Den einzigen Umzug während eines Aktes hat Brangäne übrigens im zweiten Aufzug – und er betrifft das Schuhwerk: Ihre „Brangänen-Rufe“ ertönen aus dem Orchestergraben. Um dort keinen unerwünschten Lärm zu machen, tauscht sie die Pumps gegen flache Schläppchen mit Gummisohle aus.

Der Gegenwart entgegen

Um 21.45 Uhr wartet die dritte Brangänen-Perücke in der Garderobe auf Michelle Breedt. Der braune Haarschopf ist nun als fast schulterlanger Bob mit Pony frisiert. Die Haare wirken leicht strähnig. „Das erklärt sich aus der Situation,“ sagt Michelle Breedt. „Brangäne soll bei ihrem letzten Auftritt aussehen, als käme sie gerade aus dem Regen. Dafür werde ich nachher auch noch mit Wasser besprüht.“ Sie trägt zudem einen neuen Lippenstift auf, der dem ansonsten eher eintönigen Outfit einen kleinen Farbtupfer hinzufügt. Es ist die dritte Farbe an diesem Abend.

Der 3. Aufzug ist um 1980 angesiedelt. Brangäne ähnelt nun einer Nanny: der Haarschnitt unkompliziert, praktisches Schuhwerk und ein Regencape mit durchlaufender Knopfleiste über den knielangen Rock. „Das Cape hat keine Löcher für die Arme“, wundert sich die Sängerin.
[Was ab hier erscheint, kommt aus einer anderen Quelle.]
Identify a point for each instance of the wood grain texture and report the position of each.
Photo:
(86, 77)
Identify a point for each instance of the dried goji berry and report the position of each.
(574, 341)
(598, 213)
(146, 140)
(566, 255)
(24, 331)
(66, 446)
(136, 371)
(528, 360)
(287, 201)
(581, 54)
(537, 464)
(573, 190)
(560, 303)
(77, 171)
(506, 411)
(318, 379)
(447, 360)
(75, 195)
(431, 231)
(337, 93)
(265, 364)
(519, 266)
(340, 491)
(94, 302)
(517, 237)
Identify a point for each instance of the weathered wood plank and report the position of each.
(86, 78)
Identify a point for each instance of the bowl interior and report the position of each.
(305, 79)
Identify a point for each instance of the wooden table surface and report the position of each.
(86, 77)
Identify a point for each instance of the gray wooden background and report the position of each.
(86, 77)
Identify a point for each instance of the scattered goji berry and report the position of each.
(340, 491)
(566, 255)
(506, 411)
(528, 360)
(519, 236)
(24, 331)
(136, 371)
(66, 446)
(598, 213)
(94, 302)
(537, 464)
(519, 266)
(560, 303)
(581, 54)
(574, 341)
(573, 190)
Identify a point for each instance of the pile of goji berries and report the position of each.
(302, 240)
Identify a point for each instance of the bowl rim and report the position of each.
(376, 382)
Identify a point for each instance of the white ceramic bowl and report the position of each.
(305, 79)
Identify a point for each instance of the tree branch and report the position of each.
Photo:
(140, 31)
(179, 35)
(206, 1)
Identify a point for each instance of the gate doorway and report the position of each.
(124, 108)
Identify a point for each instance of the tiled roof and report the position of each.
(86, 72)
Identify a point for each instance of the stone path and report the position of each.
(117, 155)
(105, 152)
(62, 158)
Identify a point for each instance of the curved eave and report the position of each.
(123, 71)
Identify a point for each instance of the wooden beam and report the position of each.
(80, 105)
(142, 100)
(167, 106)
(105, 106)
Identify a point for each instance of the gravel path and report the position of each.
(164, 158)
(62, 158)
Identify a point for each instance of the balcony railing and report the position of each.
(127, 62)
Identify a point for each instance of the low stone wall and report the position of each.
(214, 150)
Dabei wurde es nicht als Kostüm geschneidert, sondern quasi als Vintage-Stück gekauft. „Saint Laurent, Rive Gauche, Paris“ ist auf dem Etikett zu lesen. „Man fühlt sich ein wenig wie in einer Zwangsjacke“, lacht sie. „Bevor ich mit den Kollegen vor den Vorhang treten kann, muss ich erst einmal wieder aufgeknöpft werden.“ Mit Wassertropfen benetzt verschwindet sie, um ihren letzten Auftritt am Ende des 3. Aufzuges zu absolvieren – die letzte Station ihrer Zeitreise.